Ледяная игла вонзилась Ольге в живот, она выключила газ под кастрюлей с кипевшим борщом. Выходит, мать от нее поехала не домой, а забрала внука?! Мобильник надрывался голосом супруга, его офис у черта на куличках. Не успеет.
— Я перезвоню, Дим! — бросила Ольга, переоделась наскоро, схватила ключи и побежала к машине…
Купаться — так здоровски! Горячая вода с огромной пенной шапкой, бабушка рисует собачку на запотевшем зеркале. Распаренные ласковые руки щекочут, и Петенька смеется, кидая в бабушку клочок пены.
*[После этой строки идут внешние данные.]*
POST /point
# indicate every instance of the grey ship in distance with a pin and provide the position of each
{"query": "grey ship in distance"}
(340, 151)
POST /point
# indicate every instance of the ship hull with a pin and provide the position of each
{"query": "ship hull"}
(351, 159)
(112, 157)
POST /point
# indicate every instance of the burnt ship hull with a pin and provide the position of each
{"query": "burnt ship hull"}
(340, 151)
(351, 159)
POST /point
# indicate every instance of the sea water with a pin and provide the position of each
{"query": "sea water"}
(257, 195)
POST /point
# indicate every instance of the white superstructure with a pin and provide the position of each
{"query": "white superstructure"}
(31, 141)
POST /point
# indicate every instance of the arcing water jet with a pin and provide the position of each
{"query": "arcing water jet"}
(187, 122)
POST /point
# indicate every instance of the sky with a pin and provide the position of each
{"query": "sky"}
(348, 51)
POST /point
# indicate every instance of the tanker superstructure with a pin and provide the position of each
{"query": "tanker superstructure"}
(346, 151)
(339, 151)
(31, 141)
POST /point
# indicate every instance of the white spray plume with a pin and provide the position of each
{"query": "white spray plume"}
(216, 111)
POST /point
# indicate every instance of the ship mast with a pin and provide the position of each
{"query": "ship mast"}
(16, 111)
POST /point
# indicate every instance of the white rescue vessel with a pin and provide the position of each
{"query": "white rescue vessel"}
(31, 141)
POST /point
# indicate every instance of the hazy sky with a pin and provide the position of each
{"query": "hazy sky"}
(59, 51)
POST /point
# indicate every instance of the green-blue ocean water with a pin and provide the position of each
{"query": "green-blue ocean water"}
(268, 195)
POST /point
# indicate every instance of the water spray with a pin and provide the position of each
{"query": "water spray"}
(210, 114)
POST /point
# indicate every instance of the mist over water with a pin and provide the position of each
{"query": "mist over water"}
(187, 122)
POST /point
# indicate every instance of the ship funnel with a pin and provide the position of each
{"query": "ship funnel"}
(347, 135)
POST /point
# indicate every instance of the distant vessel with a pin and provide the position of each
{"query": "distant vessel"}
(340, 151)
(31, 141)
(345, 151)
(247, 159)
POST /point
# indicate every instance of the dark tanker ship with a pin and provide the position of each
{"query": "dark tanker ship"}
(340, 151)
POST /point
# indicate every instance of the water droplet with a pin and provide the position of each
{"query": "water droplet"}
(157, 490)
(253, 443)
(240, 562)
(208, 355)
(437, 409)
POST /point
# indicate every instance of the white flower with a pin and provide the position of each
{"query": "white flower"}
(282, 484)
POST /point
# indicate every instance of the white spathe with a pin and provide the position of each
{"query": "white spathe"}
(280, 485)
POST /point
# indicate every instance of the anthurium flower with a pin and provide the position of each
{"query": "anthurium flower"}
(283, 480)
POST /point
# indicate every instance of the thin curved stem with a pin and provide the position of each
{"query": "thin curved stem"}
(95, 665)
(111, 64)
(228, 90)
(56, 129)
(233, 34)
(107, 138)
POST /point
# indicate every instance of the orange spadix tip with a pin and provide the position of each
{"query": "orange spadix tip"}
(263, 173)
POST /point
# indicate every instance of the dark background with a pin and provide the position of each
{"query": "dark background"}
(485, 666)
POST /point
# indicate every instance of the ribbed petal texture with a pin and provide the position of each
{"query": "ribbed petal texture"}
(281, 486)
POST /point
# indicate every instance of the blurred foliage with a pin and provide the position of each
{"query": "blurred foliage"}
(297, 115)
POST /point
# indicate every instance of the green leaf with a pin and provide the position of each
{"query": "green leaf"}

Ай! Бабушкины пальцы вдруг больно сдавили плечи, оставляя на них красные полосы, и погрузили Петеньку с головой. Грудь мальчика разбухла, сердце колотилось громче барабана, с которым толстый Санька вчера вышел гулять. В нестерпимой муке Петенька открыл рот, и горячая мыльная влага, ласковая всего секунду назад, проникла в легкие, убивая.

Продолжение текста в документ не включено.